Em casa de Lubitz foi encontrado atestado médico que o copiloto escondeu da Lutfhansa. Não apresentou o certificado de incapacidade e foi trabalhar.

O Ministério Público alemão revelou hoje que Andreas Lubitz, o copiloto que deliberadamente fez despenhar o avião da Germanwings contra os Alpes franceses, estava a ser tratado para uma doença não especificada e escondeu o facto do seu empregador.

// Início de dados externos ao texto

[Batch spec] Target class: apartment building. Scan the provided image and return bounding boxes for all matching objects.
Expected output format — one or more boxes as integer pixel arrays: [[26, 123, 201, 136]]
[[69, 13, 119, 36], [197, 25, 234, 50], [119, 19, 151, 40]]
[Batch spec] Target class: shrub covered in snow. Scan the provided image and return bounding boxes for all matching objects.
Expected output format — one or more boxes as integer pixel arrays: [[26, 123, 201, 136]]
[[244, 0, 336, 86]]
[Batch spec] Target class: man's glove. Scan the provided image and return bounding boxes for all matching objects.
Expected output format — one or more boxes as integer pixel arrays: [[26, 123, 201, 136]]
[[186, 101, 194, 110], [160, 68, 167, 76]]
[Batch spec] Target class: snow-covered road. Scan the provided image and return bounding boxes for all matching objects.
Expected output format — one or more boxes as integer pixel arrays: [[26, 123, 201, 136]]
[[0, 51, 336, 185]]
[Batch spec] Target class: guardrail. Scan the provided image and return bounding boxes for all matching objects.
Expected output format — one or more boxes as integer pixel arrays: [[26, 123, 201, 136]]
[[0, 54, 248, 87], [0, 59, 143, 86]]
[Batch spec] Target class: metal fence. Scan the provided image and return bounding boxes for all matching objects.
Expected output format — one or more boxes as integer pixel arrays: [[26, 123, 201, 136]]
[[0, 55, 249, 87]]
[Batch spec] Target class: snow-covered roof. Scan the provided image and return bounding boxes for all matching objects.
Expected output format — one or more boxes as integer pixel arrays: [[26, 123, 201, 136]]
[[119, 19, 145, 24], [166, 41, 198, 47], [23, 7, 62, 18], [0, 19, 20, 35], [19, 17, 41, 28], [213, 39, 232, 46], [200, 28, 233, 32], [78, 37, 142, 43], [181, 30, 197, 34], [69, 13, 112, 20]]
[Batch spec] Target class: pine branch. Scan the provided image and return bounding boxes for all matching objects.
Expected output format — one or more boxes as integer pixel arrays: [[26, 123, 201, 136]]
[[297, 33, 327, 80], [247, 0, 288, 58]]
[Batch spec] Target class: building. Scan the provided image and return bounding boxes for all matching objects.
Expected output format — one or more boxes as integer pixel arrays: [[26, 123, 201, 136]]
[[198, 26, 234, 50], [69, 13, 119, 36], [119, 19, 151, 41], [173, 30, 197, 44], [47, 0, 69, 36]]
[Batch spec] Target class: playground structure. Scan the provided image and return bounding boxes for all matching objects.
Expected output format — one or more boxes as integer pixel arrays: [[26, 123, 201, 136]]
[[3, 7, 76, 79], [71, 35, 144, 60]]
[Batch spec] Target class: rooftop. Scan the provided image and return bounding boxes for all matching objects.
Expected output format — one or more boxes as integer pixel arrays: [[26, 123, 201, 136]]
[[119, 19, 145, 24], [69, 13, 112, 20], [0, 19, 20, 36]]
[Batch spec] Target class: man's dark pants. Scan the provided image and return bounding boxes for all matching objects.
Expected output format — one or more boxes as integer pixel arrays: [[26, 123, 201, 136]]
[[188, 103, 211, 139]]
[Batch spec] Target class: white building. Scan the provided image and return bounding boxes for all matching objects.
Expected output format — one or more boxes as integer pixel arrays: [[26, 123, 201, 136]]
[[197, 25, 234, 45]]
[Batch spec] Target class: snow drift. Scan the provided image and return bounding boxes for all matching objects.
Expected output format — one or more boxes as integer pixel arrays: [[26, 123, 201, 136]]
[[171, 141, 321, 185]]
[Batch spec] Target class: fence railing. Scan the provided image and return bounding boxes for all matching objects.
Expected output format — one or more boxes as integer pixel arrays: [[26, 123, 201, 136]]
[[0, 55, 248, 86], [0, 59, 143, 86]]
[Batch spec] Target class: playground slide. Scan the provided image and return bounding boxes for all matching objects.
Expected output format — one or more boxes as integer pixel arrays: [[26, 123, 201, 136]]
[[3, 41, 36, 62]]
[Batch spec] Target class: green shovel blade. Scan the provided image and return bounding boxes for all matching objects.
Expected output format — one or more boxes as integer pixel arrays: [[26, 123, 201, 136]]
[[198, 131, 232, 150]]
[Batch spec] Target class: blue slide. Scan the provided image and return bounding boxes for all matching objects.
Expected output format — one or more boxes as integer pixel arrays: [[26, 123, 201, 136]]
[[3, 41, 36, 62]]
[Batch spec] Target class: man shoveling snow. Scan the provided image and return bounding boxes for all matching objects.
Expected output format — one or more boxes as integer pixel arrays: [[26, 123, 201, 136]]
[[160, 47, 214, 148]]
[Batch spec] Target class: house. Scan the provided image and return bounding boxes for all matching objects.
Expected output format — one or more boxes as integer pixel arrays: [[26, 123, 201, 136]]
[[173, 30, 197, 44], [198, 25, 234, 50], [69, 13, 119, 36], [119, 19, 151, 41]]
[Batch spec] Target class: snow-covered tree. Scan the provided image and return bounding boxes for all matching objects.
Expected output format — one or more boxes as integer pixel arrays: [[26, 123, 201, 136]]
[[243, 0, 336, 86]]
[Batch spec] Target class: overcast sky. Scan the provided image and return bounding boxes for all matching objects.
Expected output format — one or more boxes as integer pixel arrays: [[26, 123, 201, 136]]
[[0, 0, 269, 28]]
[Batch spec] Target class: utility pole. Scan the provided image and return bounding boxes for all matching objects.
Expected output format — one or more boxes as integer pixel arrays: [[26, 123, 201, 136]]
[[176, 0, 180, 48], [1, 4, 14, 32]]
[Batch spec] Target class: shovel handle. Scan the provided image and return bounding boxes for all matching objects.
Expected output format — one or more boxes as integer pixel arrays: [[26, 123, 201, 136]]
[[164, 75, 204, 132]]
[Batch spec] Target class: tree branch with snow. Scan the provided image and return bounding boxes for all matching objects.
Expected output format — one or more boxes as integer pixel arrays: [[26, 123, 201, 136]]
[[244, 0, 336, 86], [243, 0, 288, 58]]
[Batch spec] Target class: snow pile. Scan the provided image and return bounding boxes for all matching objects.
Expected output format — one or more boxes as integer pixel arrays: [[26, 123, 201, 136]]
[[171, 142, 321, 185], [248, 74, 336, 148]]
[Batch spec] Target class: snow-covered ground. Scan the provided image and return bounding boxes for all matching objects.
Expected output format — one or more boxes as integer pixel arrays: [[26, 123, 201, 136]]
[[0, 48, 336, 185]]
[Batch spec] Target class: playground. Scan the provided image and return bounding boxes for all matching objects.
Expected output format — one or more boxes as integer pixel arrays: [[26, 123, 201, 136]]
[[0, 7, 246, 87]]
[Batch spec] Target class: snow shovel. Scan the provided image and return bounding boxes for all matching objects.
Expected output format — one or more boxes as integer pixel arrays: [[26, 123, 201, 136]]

Em comunicado, as autoridades alemãs de Düsseldorf esclarecem que após as buscas à casa de Lubitz não foram encontrados indícios que liguem o copiloto a qualquer organização extremista, política ou religiosa. Mas os investigadores encontraram provas de que o copiloto estava a ser acompanhado por um médico e que este lhe tinha passado alguns dias de baixa. Porém, Lubitz não aceitou o certificado de incapacidade temporária e tinha destruído o documento, cuja data incluía o dia em que o copiloto deliberadamente despenhou o avião contra os Alpes franceses. Caso tivesse seguido a indicação médica, o copiloto não estaria a trabalhar a 24 de março, o dia do desastre.

A baixa médica foi encontrada no apartamento de Lubitz em Düsseldorf. Até ao momento, as autoridades não deram pormenores dos documentos que também foram apreendidos na casa dos pais do copiloto, em Montabaur, onde Lubitz também passava algum tempo. Mas admitem que não foi encontrada qualquer nota de suicídio ou carta de despedida.

O Ministério Público alemão não precisou a doença de Lubitz, omitindo se se trata de uma doença física ou mental, ainda que a imprensa internacional tenha hoje divulgado informações registadas no dossier médico do copiloto, que indicam que Lubitz já tinha sido submetido a tratamento psiquiátrico e que a pausa que foi obrigado a fazer na sua formação, em 2009, se deveu a uma depressão causada pelo stress.

Na declaração, as autoridades de Düsseldorf indicam apenas que os documentos médicos apreendidos apontam para "existência de uma doença e tratamento médico adequado".

As autoridades francesas já estão a par dos mais recentes desenvolvimentos. O Ministério Público alemão comprometeu-se a informar novamente as famílias das vítimas e a opinião pública após analisar toda a documentação recolhida, caso existam provas conclusivas.